Determined to stay indoors for now, I pull out my Paris Museum Pass, wade through the security line at the Palais de Justice, and make a repeat visit to Sainte-Chapelle. When I first visited in the summer of 2007, scaffolding filled the apse, blocking the windows entirely. Now the space is blessedly free of construction and it’s stunning—absolutely stunning, especially since I have a long lens on my Nikon D40 that allows me to zoom in for detail.
By the time I leave, the rain is coming to a reluctant stop. I hop on the metro at Cité and keep my fingers crossed all the way to Varenne because I would very much like to see the Rodin Museum and most of the sculptures are scattered about outside in various gardens, including those that are most famous: “The Thinker,” “The Gates of Hell,” and the “Burghers of Calais.”
Thankfully, the weather stays at bay as I take a pleasant, if somewhat sodden, turn through the grounds, although I am a bit miffed to be shunted aside while looking at the statue of “Ugolino and his Children” in the ornamental pool behind the Hôtel Biron. A squadron of professional photographers has descended with a young model in tow, dressed in a bright plaid dress, and they want everyone else out of the way. They say I can come back later to complete my visit, but the golden dome of Les Invalides, rising behind the hedge to my left, has already caught my eye and it’s only 3 o’clock, so I decide to head there instead.

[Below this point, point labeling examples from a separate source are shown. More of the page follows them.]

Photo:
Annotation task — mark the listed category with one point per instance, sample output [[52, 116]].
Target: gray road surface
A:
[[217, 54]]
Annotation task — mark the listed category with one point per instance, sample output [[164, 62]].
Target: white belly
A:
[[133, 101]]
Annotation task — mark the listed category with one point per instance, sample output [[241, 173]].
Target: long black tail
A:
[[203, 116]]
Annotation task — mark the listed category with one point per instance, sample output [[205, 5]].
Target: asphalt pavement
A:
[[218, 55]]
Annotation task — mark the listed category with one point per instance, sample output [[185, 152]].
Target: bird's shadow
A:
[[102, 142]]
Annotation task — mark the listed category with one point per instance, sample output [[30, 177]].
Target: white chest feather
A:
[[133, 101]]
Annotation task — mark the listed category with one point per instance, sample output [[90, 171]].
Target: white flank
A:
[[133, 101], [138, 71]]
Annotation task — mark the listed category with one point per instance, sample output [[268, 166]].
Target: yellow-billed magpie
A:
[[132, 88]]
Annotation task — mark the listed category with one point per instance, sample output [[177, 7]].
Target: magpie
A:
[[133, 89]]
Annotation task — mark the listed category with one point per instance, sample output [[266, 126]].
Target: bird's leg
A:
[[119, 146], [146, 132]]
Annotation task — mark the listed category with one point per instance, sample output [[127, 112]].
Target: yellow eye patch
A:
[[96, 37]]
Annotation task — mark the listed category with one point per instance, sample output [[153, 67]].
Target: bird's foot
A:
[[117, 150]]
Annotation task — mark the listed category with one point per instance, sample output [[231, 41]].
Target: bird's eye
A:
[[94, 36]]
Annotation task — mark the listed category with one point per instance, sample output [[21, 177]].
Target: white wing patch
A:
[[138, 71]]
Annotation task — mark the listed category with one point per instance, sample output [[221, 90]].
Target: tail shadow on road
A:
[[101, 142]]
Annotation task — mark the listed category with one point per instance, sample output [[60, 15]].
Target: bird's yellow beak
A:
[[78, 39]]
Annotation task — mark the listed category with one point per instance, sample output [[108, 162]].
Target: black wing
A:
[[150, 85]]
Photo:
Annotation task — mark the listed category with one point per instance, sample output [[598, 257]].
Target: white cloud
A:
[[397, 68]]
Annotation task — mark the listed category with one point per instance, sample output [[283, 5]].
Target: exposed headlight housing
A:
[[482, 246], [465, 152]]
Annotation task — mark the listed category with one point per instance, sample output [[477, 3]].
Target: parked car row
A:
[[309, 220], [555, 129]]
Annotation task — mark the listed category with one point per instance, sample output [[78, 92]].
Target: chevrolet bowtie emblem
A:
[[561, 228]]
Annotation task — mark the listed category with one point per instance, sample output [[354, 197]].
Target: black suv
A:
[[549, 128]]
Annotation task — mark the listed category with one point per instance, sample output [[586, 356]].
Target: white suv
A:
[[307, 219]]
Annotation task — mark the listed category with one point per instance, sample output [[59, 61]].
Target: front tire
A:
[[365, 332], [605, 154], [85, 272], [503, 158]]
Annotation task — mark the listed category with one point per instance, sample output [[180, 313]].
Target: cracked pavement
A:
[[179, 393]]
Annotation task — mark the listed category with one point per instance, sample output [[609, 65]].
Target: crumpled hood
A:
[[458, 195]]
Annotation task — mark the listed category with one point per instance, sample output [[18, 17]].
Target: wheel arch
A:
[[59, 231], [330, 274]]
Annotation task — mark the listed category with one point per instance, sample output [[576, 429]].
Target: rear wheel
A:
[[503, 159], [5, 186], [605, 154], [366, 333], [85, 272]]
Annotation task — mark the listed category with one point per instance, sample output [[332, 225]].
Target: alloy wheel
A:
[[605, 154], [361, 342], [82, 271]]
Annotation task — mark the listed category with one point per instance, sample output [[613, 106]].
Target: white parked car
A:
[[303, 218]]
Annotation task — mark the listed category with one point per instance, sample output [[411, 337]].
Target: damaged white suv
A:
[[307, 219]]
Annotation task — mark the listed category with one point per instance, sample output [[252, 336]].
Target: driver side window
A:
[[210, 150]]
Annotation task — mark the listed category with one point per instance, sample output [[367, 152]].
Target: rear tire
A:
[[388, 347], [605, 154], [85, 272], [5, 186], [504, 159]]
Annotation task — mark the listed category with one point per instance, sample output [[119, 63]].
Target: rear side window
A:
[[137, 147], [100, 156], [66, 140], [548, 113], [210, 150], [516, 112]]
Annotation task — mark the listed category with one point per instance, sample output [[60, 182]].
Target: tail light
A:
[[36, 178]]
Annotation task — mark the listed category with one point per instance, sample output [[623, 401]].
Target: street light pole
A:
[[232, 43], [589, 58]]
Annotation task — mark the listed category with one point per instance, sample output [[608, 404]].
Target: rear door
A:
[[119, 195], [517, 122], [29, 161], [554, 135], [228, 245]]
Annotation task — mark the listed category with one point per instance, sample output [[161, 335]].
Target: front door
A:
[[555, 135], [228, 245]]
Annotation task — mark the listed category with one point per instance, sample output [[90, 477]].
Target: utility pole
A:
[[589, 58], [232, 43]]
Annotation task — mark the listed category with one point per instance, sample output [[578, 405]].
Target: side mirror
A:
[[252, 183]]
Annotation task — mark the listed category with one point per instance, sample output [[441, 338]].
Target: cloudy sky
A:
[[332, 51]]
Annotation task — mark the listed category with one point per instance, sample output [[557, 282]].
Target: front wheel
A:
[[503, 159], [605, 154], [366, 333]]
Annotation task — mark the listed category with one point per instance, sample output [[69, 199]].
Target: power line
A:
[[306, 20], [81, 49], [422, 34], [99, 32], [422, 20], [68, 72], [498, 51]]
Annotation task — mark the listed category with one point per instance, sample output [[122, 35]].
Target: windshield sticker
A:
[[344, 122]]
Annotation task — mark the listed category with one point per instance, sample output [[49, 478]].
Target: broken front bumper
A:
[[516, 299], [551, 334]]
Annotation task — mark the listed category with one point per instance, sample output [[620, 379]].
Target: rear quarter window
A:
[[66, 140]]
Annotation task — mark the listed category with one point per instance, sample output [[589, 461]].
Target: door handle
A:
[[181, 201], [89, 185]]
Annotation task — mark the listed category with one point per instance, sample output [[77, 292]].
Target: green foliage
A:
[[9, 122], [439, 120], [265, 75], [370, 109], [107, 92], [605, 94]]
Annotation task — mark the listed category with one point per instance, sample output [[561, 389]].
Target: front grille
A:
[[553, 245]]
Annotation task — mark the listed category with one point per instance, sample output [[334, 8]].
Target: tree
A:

In the 17th century, the Hôtel des Invalides was intended as a home and hospital for old soldiers, but it’s best known today for the tomb of Napoleon Bonaparte, which rests grandly inside of not one, but six coffins, which are further housed in a stone sarcophagus directly under the chapel dome. On the marble floor, an inlaid wreath of laurel circles the base of the tomb, and the names of Napoleon’s greatest victories are incised in gold: Austerlitz, Rivoli, Pyramides, and more. The names are familiar to me, even though I know little of French military history. Today, Gare d’Austerlitz is a train station in Paris; I once stood on the Rue de Rivoli to watch the final laps of the Tour de France; and Pyramides is the name of a metro station not far from the Louvre. Napoleon lives on, bigger than life, although here in Les Invalides, the overall effect is so enormous that the Frommer’s guidebook can’t resist noting that it is “almost lampooning the smallness of the man.”
It’s late afternoon and by now I’ve had my fill of museums for the day. I rest for a bit on a bench and then take a slow stroll through an antiques market on Rue Cler and down through the tree-lined streets that radiate out from Les Invalides. In doing so, I’m reminded of the final pages of Edith Wharton’s The Age of Innocence, one of my all-time favorite novels. It’s the scene where Newland Archer and his son Dallas come to visit Madame Olenska. Wharton, who knew Paris well, describes it this way:
“The day was fading into a soft sun-shot haze, pricked here and there by a yellow electric light, and passers were rare in the little square into which they had turned… It was a modern building, without distinctive character, but many-windowed, and pleasantly balconied up its wide cream-coloured front. On one of the upper balconies, which hung well above the rounded tops of the horse-chestnuts in the square, the awnings were still lowered, as though the sun had just left it.”
Years have passed since their parting and Archer tries to imagine the life she has lived here without him. It is all fiction, I know, and yet standing here at the same time of day, looking up at the same streets, I find myself imagining it, too.
The light is fading fast by the time I make my way back on the metro to my temporary home near the Place de la Contrascarpe. I dine on coq au vin at Chez Robert on the tiny Rue du Pot de Fer, and then head to bed early, with Wharton’s melancholy vision of Paris still ringing in my ears.